Xtran
Crossmodal Translation of Language and Vision
Xtran investigated bidirectional translation between language and visual modalities using hypernetwork-based machine learning — an early precursor to today’s vision-language models. Just as machine translation converts sentences between human languages, Xtran aimed to convert representations between sensory modalities: generating relevant keywords from images and retrieving matching images from text descriptions.
Overview
The central premise of Xtran is that language and vision are two different encodings of a shared semantic reality. A magazine article about a mountain landscape, for example, contains both images and text that mutually describe and reinforce each other. Xtran exploited this co-occurrence structure in multimodal magazine corpora to learn bidirectional associations between visual features and textual keywords.
The project employed layered hypernetwork architectures — probabilistic graphical models capable of encoding higher-order associations among multiple variables — to capture complex cross-modal correspondences that flat pairwise models would miss. By recalling higher-order patterns involving both image regions and text tokens simultaneously, the system was able to substantially outperform single-modality keyword generation baselines.
Key tasks addressed by Xtran include:
- Text-to-image retrieval: given a keyword query or phrase, retrieve the most semantically relevant images from a large archive
- Image-to-text keyword generation: given an image, automatically generate descriptive textual keywords
- Visual query expansion: incrementally expanding a user’s image query using associated textual context learned by the hypernetwork
Research Team
Principal Investigator
- Byoung-Tak Zhang (Seoul National University)
Researchers
- Jong-Wook Ha (PhD student, primary researcher)
- Byoung-Hak Kim
- Hyo-Woo Kim
- Moon-Ok Heo
- Byeong-Jae Lee
- M. Kang
- W. Yoon
- J. H. Eom
Technical Approach
The core technical innovation of Xtran is the use of hypernetworks — a generalization of neural networks and Bayesian networks that can represent higher-order dependencies among many variables at once. Rather than modeling only pairwise co-occurrences between image patches and words, hypernetwork units encode associations among entire groups of visual and linguistic features.
The system architecture evolved across the project period:
- Early phase (2008–2009): Higher-order pattern recall by hypernetworks for cross-modal retrieval from magazine article corpora; evaluation on text-to-image matching tasks
- Mid phase (2010): Layered hypernetwork models for cross-modal associative keyword generation; incremental visual query expansion using multimodal hypernetworks
- Late phase (2011–2012): Hierarchical hypergraph representations for text-to-image generation; incremental association mechanisms enabling more flexible retrieval
Training data consisted of paired text-image content from Korean magazine articles, where natural co-occurrence between editorial images and accompanying text provided implicit supervision for learning cross-modal mappings.
Publications
- Jong-Wook Ha, Byoung-Hak Kim, Hyo-Woo Kim, W. Yoon, J. H. Eom, Byoung-Tak Zhang. “Text-to-image cross-modal retrieval of magazine articles based on higher-order pattern recall by hypernetworks.” Brain, 2009.

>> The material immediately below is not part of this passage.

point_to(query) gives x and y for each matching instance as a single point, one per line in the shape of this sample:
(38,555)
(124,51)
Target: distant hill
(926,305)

- Moon-Ok Heo, Jong-Wook Ha, Byoung-Tak Zhang. “Extraction Analysis for Crossmodal Association Information using Hypernetwork Models.” Korean HCI Society Academic Conference, 2009.
- Jong-Wook Ha, Byoung-Hak Kim, B. Lee, Byoung-Tak Zhang. “Layered hypernetwork models for cross-modal associative text and image keyword generation in multimodal information retrieval.” Pacific Rim International Conference on Artificial Intelligence (PRICAI), 2010.
- Moon-Ok Heo, M. Kang, Byoung-Tak Zhang. “Visual query expansion via incremental hypernetwork models of image and text.” Pacific Rim International Conference on Artificial Intelligence (PRICAI), 2010.
- Jong-Wook Ha, Byoung-Tak Zhang. “Text-to-image generation based on crossmodal association with hierarchical hypergraphs.” NIPS 2011 Workshop on Integrating Vision and Language, 2011.
- Jong-Wook Ha, Byeong-Jae Lee, Byoung-Tak Zhang. “Text-to-image retrieval based on incremental association via multimodal hypernetworks.” IEEE International Conference, 2012.
Historical Context
Xtran was a pioneering effort in cross-modal learning at a time when such problems were considered extremely difficult, with most retrieval systems operating within a single modality. Its hypernetwork-based approach to cross-modal alignment anticipated ideas that later became central to landmark models such as CLIP, DALL-E, and modern vision-language transformers. The project demonstrated that higher-order co-occurrence patterns — captured by hypernetworks rather than simple pairwise co-occurrence statistics — are key to faithful cross-modal translation.